News Feature | November 1, 2013

AB InBev Is Unhappy With Third-Quarter Results Despite Huge Growth In Profits

Source: Food Online
Sam Lewis

By Sam Lewis

Company says earnings were heightened by newly acquired brands and price increases

Halloween seems like the perfect party holiday for the brewer of Budweiser, Anheuser-Busch InBev (AB InBev), to release its third-quarter earnings report. The world’s largest brewer’s profits rose thanks to the company taking over new brands and selling at higher prices to offset a lower sales volume.
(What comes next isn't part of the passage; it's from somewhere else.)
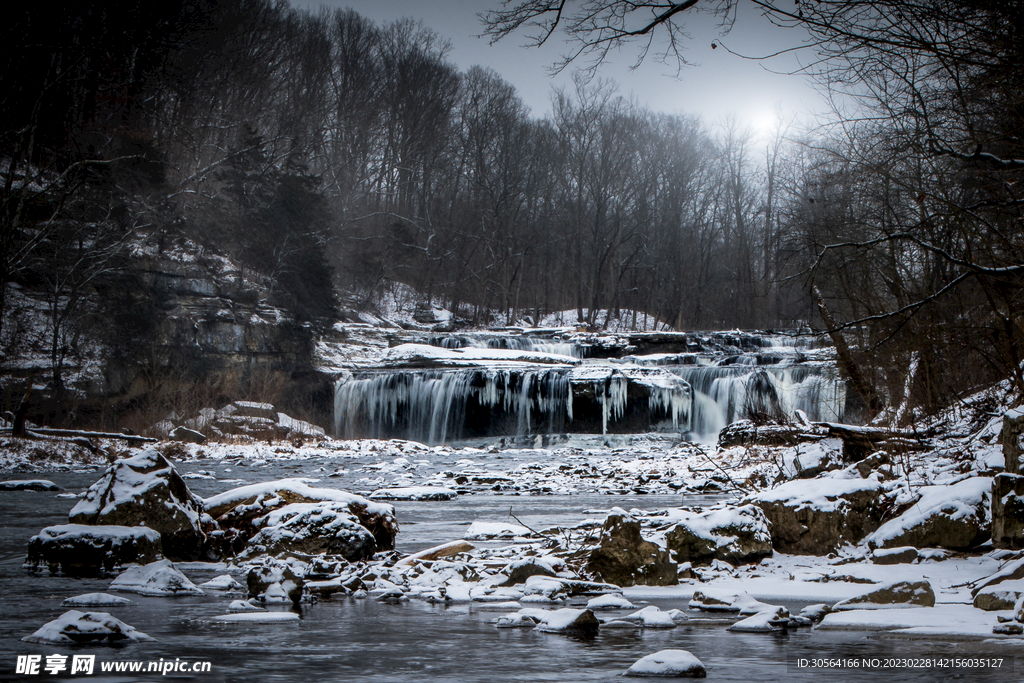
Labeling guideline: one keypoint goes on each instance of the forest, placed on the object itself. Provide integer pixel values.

For the quarter, the Leuven, Belgium-based AB InBev says that net profit climbed 31 percent to $2.37 billion compared to 2012’s $1.18 billion. Revenue for the company also saw a significant increase, up 14 percent to $11.6 billion. AB InBev credits its gains largely to the $20 billion purchase of Mexico’s Grupo Modelo back in June. Including the recently purchased Modelo, sales volume increased 11 percent company wide. Take away the recent acquisition, and sales volume plummets 1.3 percent.

AB InBev’s flagship product, Budweiser, had the highest sales growth for the quarter. The company’s lead product saw global sales climb more than 8 percent in that time frame. Corona also saw significant growth, boasting sales gains of almost 4 percent worldwide. Other brands under the AB InBev umbrella include Beck’s, Stella Artois, and Brazil’s Brahma. Despite growth among the company’s top products, executives are not thrilled with the company’s sales. “We are not satisfied with our top line performance in 2013, which continues to be impacted by macroeconomic headwinds (fluctuating currencies, tough economic climates, even a lawsuit) in a number of our markets,” says AB InBev’s third-quarter earnings report.

But it’s not all doom and gloom at AB InBev. Incorporating Modelo into the mix of the company’s products is going much faster than it anticipated. The brewer is already reaping projected savings of $250 million through the acquisition. Prior to the purchase, AB InBev only owned about half of Modelo. With Brazil hosting the 2014 World Cup, Felipe Dutra, AB InBev’s CFO, is anticipating a banner summer for the company. AB InBev’s biggest brands will have ample exposure on one of the world’s largest stages, thrusting them into some of the lesser-known markets.